Arginase 1 deficiency (ARG1-D) is an ultra-rare disease and a subtype of a urea cycle disorder (UCD). 
In this video, Dr Batzios explains what arginase 1 deficiency is and the impact of the disease. 

Learn more about arginase 1 deficiency at www.arg1dinfo.com

Transcript of the video
Transcript of the video

I am Dr. Spyros Batzios and I work in Great Ormond Street Hospital in London, which is the biggest pediatric hospital in the UK.

Arginase 1 deficiency rare progressive debilitating disorder which belongs in the group of inborn errors of metabolism, and it is one of the urea cycle disorders where basically you have a problem in processing ammonia in your body.

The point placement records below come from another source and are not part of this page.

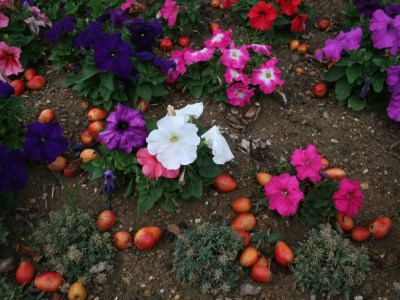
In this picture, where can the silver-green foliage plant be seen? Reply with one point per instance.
(328, 264)
(73, 245)
(205, 258)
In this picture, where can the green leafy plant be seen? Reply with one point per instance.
(205, 258)
(328, 264)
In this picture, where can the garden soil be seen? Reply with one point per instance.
(366, 144)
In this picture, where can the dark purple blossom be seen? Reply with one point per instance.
(126, 129)
(112, 53)
(88, 36)
(44, 142)
(12, 169)
(144, 33)
(60, 29)
(6, 90)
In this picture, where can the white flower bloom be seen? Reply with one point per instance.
(174, 142)
(220, 148)
(191, 110)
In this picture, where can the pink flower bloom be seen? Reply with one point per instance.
(152, 168)
(232, 75)
(348, 198)
(284, 194)
(235, 57)
(239, 94)
(192, 56)
(308, 163)
(267, 76)
(3, 20)
(220, 39)
(263, 49)
(170, 12)
(9, 60)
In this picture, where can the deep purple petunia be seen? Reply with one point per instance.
(59, 29)
(144, 33)
(88, 36)
(44, 142)
(112, 53)
(126, 129)
(385, 31)
(12, 169)
(6, 90)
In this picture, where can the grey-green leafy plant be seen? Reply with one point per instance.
(328, 264)
(73, 245)
(205, 258)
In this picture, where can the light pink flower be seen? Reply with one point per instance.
(284, 194)
(152, 168)
(192, 56)
(170, 11)
(267, 76)
(235, 57)
(4, 20)
(9, 60)
(232, 75)
(348, 198)
(259, 48)
(220, 39)
(239, 94)
(307, 163)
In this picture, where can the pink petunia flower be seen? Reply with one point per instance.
(307, 163)
(192, 56)
(259, 48)
(170, 12)
(348, 198)
(152, 168)
(284, 194)
(9, 60)
(267, 76)
(220, 39)
(4, 20)
(239, 94)
(232, 75)
(235, 57)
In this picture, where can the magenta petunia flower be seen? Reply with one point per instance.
(239, 94)
(348, 198)
(307, 163)
(284, 194)
(393, 109)
(342, 42)
(385, 31)
(267, 76)
(235, 57)
(170, 11)
(152, 168)
(192, 56)
(9, 60)
(220, 39)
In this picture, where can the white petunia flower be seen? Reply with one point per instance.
(174, 142)
(220, 148)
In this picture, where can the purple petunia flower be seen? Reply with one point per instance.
(385, 31)
(144, 34)
(44, 142)
(112, 53)
(88, 36)
(6, 90)
(367, 7)
(59, 29)
(12, 169)
(126, 129)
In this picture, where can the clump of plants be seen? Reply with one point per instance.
(75, 247)
(328, 264)
(205, 257)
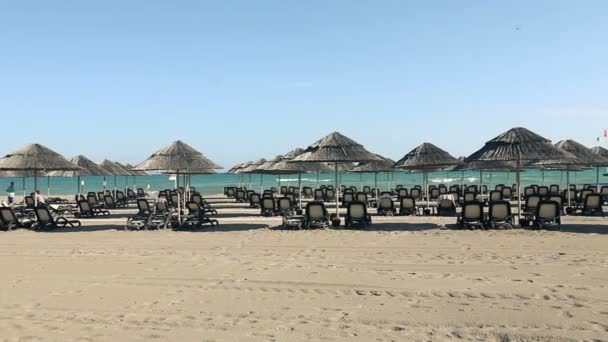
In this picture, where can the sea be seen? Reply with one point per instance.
(215, 183)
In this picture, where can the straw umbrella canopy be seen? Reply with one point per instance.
(284, 167)
(36, 158)
(252, 167)
(426, 157)
(586, 156)
(375, 167)
(337, 149)
(600, 150)
(177, 157)
(526, 149)
(89, 168)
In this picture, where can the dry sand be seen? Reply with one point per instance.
(403, 279)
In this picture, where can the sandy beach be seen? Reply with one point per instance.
(403, 279)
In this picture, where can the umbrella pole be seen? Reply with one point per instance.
(568, 186)
(517, 180)
(597, 179)
(360, 181)
(299, 199)
(542, 177)
(462, 181)
(35, 189)
(337, 192)
(388, 187)
(376, 184)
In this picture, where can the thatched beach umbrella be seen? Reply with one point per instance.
(284, 167)
(89, 168)
(337, 149)
(177, 157)
(586, 157)
(36, 158)
(523, 147)
(424, 158)
(251, 168)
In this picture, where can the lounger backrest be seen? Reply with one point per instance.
(586, 193)
(495, 195)
(315, 211)
(571, 195)
(92, 199)
(472, 210)
(292, 198)
(7, 215)
(407, 202)
(435, 192)
(593, 201)
(268, 203)
(84, 207)
(557, 198)
(532, 201)
(348, 197)
(500, 210)
(361, 197)
(357, 210)
(415, 192)
(284, 203)
(319, 193)
(547, 210)
(386, 203)
(44, 215)
(445, 203)
(29, 202)
(193, 207)
(109, 200)
(161, 206)
(469, 196)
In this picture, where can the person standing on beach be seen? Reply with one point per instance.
(10, 191)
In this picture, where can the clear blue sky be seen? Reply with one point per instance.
(246, 79)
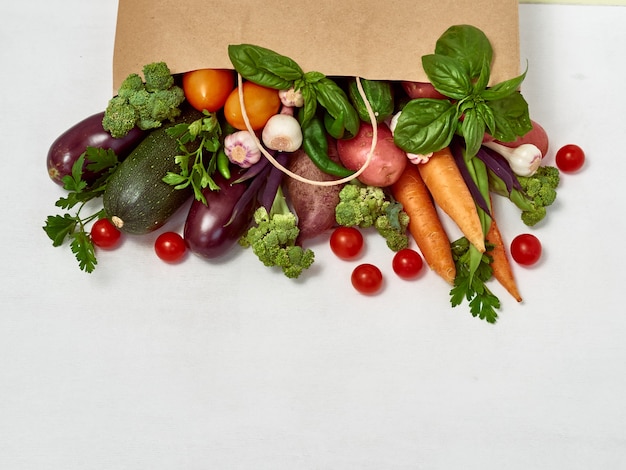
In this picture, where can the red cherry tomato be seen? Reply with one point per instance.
(104, 234)
(367, 279)
(526, 249)
(407, 263)
(570, 158)
(346, 242)
(170, 247)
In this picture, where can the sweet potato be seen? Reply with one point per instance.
(314, 205)
(387, 161)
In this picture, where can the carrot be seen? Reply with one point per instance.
(447, 187)
(424, 223)
(500, 264)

It results from a deficiency of an enzyme, a protein which is called arginase 1, and it is responsible for one of the steps in the process of breaking down the ammonia.

The result of the enzyme deficiency is that you have high arginine levels in your blood and in your cerebrospinal fluid. 

And this is the first step, the trigger, which causes a lot of biochemical dysfunction inside your body and which then leads to the symptoms of the disease which are mainly neurological.

Due to symptoms being unspecific and the rarity of the disease, diagnosis is the greatest challange of arginase 1 deficiency.

Persitently elevated levels of arginine are key drivers of disease manufestations including progressive spasticity, developmental delay, seizuresm and potentially early mortality.

Early detection of arginase 1 deficiency is critical to slowing the progression of the disease and enabling it to be managed as effectively as possible.

So in order to prevent misdiagnosis of the patients, I think that what we need to do is to raise awareness among all those health professionals that are dealing with patients that have developmental delays spasticity or epilepsy, in order to think of arginase deficiency whenever they have a patient in front of them that has this symptoms.